Abstract

For Japanese individuals, deep bending is inevitable in their daily lives, such as during seiza sitting and kneeling. Thus, achieving a good post-operative range of motion is an important factor in improving patient satisfaction. Even normal knees often have a posterior tibial slope of more than 10°. We report the case of a 76-year-old woman who underwent proximal tibial osteotomy at 8° with the Vanguard Knee cruciate retaining total knee arthroplasty (TKA) system.
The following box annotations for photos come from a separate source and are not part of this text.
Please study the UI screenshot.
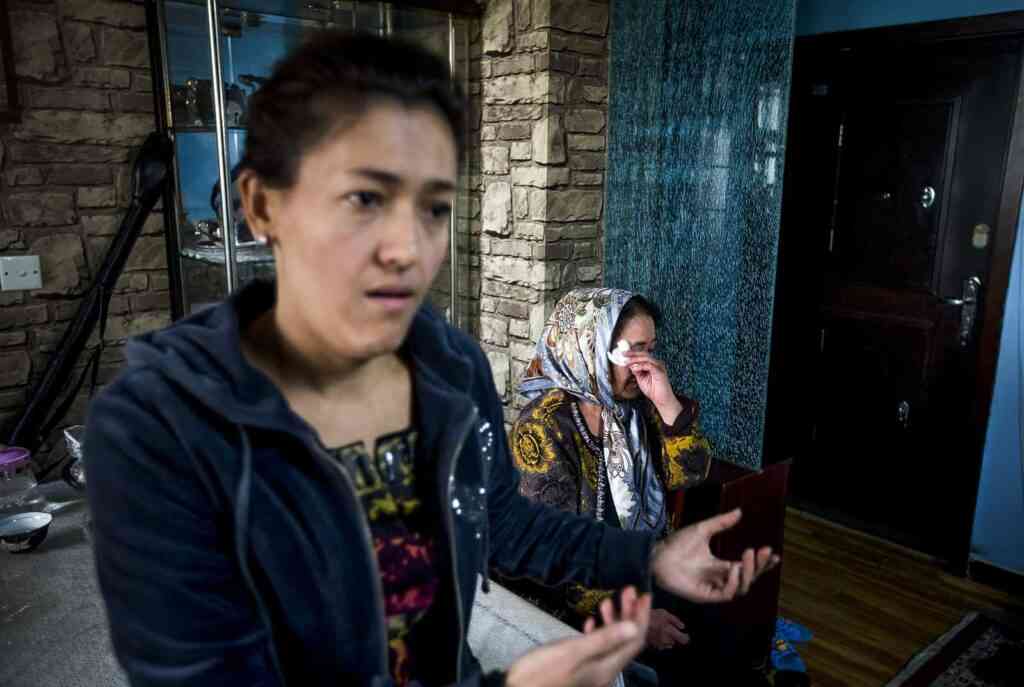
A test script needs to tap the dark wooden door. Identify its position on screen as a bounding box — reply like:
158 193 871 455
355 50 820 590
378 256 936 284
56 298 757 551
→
767 34 1021 557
She required the revision TKA 10 years later due to ultra-high-molecular-weight polyethylene wear and breakage of the posteromedial tibial component.

INTRODUCTION

Total knee arthroplasty (TKA) is one of the most successful treatments for reducing pain and improving function in patients with end-stage knee osteoarthritis. Several national registries with long-term follow-up data show that TKA implants have a survival rate of over 90% at 10 years [1–4]. However, 15–20% of patients are not satisfied with their new joint, and up to one-third of patients report that their joint does not feel normal after TKA [5, 6]. In Japan, other Asian countries, and countries in the Middle East, achievement of very deep flexion (such as seiza sitting, sitting cross-legged and kneeling) after TKA can be a critical component of patient satisfaction for individuals who are used to a floor-sitting lifestyle. Therefore, to obtain a deep flexion angle after surgery, it is essential to maintain the joint line, reproduce the patient’s original posterior tibial slope and select a total knee prosthesis.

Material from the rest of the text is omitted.